Наталья, изменившаяся и худая, подошла сзади к свекру, наклонила изуродованную, покривленную шею:
— Здорово живете, батя.
— Натальюшка! Здорово, милая, здорово! — засуетился Пантелей Прокофьевич. Хворостина, выпавшая из рук его, свилась и выпрямилась. — Ты чего ж это глаз не кажешь? Ну, пойдем в курень, погоди, мать-то тебе возрадуется.
— Я, батя, пришла… — Наталья неопределенно повела рукой и отвернулась. — Коль не прогоните, останусь навовсе у вас…
— Что ты, что ты, любушка! Аль ты нам чужая? Григорий вон прописал в письме… Он, девка, об тебе наказывал справиться.
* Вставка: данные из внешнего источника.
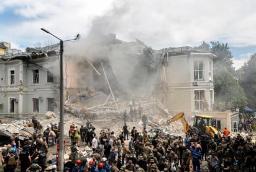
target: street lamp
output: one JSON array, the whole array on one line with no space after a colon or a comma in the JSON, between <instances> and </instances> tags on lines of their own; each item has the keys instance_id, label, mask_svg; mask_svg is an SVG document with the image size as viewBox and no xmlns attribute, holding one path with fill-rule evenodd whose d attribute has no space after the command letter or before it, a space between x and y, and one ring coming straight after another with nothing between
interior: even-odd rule
<instances>
[{"instance_id":1,"label":"street lamp","mask_svg":"<svg viewBox=\"0 0 256 172\"><path fill-rule=\"evenodd\" d=\"M60 41L60 135L59 135L59 148L58 148L58 171L63 171L64 170L64 100L63 100L63 42L67 41L76 40L80 37L78 34L76 37L72 40L63 41L49 31L41 28L43 32L53 36Z\"/></svg>"}]
</instances>

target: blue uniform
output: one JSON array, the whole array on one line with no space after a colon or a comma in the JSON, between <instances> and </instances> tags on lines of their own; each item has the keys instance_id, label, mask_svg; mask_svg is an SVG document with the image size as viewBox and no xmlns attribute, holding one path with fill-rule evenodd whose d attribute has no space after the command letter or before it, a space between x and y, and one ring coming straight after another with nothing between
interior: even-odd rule
<instances>
[{"instance_id":1,"label":"blue uniform","mask_svg":"<svg viewBox=\"0 0 256 172\"><path fill-rule=\"evenodd\" d=\"M190 150L192 152L192 163L194 171L200 172L200 161L201 153L199 151L193 150L191 147Z\"/></svg>"},{"instance_id":2,"label":"blue uniform","mask_svg":"<svg viewBox=\"0 0 256 172\"><path fill-rule=\"evenodd\" d=\"M110 166L106 163L103 165L103 169L105 170L106 172L110 172Z\"/></svg>"}]
</instances>

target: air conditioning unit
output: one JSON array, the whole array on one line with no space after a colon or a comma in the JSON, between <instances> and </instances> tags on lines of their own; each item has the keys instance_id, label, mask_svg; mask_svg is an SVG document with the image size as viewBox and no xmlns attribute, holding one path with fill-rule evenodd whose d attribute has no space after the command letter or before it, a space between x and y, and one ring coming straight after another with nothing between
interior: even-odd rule
<instances>
[{"instance_id":1,"label":"air conditioning unit","mask_svg":"<svg viewBox=\"0 0 256 172\"><path fill-rule=\"evenodd\" d=\"M43 98L42 96L39 96L39 100L43 100Z\"/></svg>"}]
</instances>

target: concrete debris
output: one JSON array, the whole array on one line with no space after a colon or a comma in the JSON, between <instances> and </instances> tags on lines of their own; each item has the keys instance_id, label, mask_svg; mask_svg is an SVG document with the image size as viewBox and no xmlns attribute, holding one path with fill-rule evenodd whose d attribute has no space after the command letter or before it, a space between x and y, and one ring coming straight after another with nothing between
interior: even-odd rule
<instances>
[{"instance_id":1,"label":"concrete debris","mask_svg":"<svg viewBox=\"0 0 256 172\"><path fill-rule=\"evenodd\" d=\"M55 113L53 111L48 111L45 113L45 116L46 119L50 119L50 118L57 118L57 116Z\"/></svg>"}]
</instances>

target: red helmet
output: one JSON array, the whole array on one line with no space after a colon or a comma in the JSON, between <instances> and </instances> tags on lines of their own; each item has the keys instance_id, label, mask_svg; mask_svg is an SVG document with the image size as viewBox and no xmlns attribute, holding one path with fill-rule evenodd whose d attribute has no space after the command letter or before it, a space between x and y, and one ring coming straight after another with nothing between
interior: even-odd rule
<instances>
[{"instance_id":1,"label":"red helmet","mask_svg":"<svg viewBox=\"0 0 256 172\"><path fill-rule=\"evenodd\" d=\"M103 163L100 163L99 164L99 167L100 167L100 168L103 168Z\"/></svg>"}]
</instances>

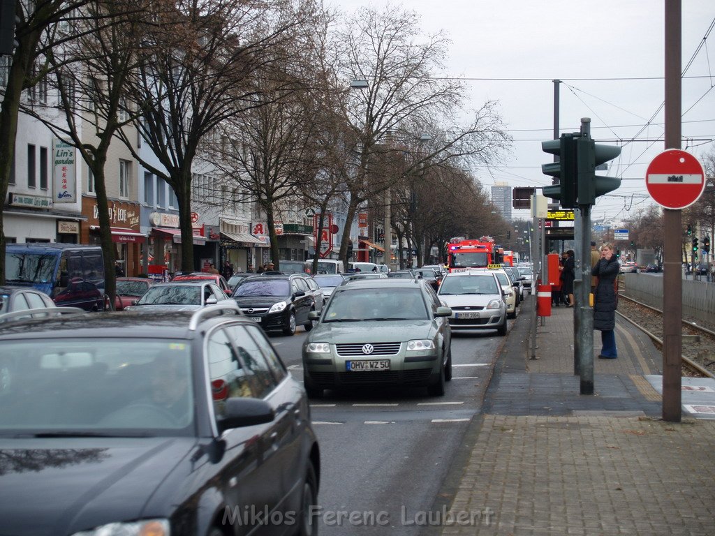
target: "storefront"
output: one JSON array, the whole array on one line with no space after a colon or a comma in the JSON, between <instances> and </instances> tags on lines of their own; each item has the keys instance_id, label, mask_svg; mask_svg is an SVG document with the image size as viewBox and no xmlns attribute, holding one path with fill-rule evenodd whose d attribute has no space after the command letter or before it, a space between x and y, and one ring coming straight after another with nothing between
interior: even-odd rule
<instances>
[{"instance_id":1,"label":"storefront","mask_svg":"<svg viewBox=\"0 0 715 536\"><path fill-rule=\"evenodd\" d=\"M143 272L142 267L142 244L146 236L139 227L139 205L126 201L109 201L112 242L116 247L114 256L122 272L127 277ZM97 198L82 197L82 215L86 223L80 226L81 244L100 244L99 214Z\"/></svg>"}]
</instances>

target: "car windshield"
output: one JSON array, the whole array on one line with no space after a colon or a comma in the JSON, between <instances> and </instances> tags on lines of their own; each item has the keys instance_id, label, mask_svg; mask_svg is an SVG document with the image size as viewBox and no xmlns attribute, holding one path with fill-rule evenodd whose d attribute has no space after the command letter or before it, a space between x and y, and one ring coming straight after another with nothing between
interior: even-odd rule
<instances>
[{"instance_id":1,"label":"car windshield","mask_svg":"<svg viewBox=\"0 0 715 536\"><path fill-rule=\"evenodd\" d=\"M1 341L0 435L193 433L190 355L178 339Z\"/></svg>"},{"instance_id":2,"label":"car windshield","mask_svg":"<svg viewBox=\"0 0 715 536\"><path fill-rule=\"evenodd\" d=\"M290 287L287 279L247 279L236 287L234 297L245 296L287 296Z\"/></svg>"},{"instance_id":3,"label":"car windshield","mask_svg":"<svg viewBox=\"0 0 715 536\"><path fill-rule=\"evenodd\" d=\"M345 280L340 275L316 275L313 279L322 289L335 288Z\"/></svg>"},{"instance_id":4,"label":"car windshield","mask_svg":"<svg viewBox=\"0 0 715 536\"><path fill-rule=\"evenodd\" d=\"M499 290L490 275L456 275L442 280L440 296L463 294L499 294Z\"/></svg>"},{"instance_id":5,"label":"car windshield","mask_svg":"<svg viewBox=\"0 0 715 536\"><path fill-rule=\"evenodd\" d=\"M7 282L47 283L54 279L57 255L39 253L11 253L5 255Z\"/></svg>"},{"instance_id":6,"label":"car windshield","mask_svg":"<svg viewBox=\"0 0 715 536\"><path fill-rule=\"evenodd\" d=\"M420 289L384 287L334 293L322 322L428 319Z\"/></svg>"},{"instance_id":7,"label":"car windshield","mask_svg":"<svg viewBox=\"0 0 715 536\"><path fill-rule=\"evenodd\" d=\"M450 266L453 268L484 267L488 264L486 253L453 253Z\"/></svg>"},{"instance_id":8,"label":"car windshield","mask_svg":"<svg viewBox=\"0 0 715 536\"><path fill-rule=\"evenodd\" d=\"M122 296L143 296L149 289L149 283L144 281L117 281L117 294Z\"/></svg>"},{"instance_id":9,"label":"car windshield","mask_svg":"<svg viewBox=\"0 0 715 536\"><path fill-rule=\"evenodd\" d=\"M137 305L201 305L199 285L154 285L139 298Z\"/></svg>"}]
</instances>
Пошли в курень. Пантелей Прокофьевич хромал, суетливо и обрадованно.
Ильинична, обнимая Наталью, уронила частую цепку слез, шепнула, сморкаясь в завеску:
— Дитя б надоть тебе… Оно б его присушило. Ну, садись. Сем-ка я блинчиков достану?
— Спаси Христос, маманя. Я вот… пришла…
Дуняшка, вся в зареве румянца, вскочила с надворья в кухню и с разбегу обхватила Натальины колени.
— Бесстыжая! Забыла про нас!..
— Сбесилась, кобыла! — крикнул притворно-строго на нее отец.
— Большая-то ты какая… — роняла Наталья, разжимая Дуняшкины руки и заглядывая ей в лицо.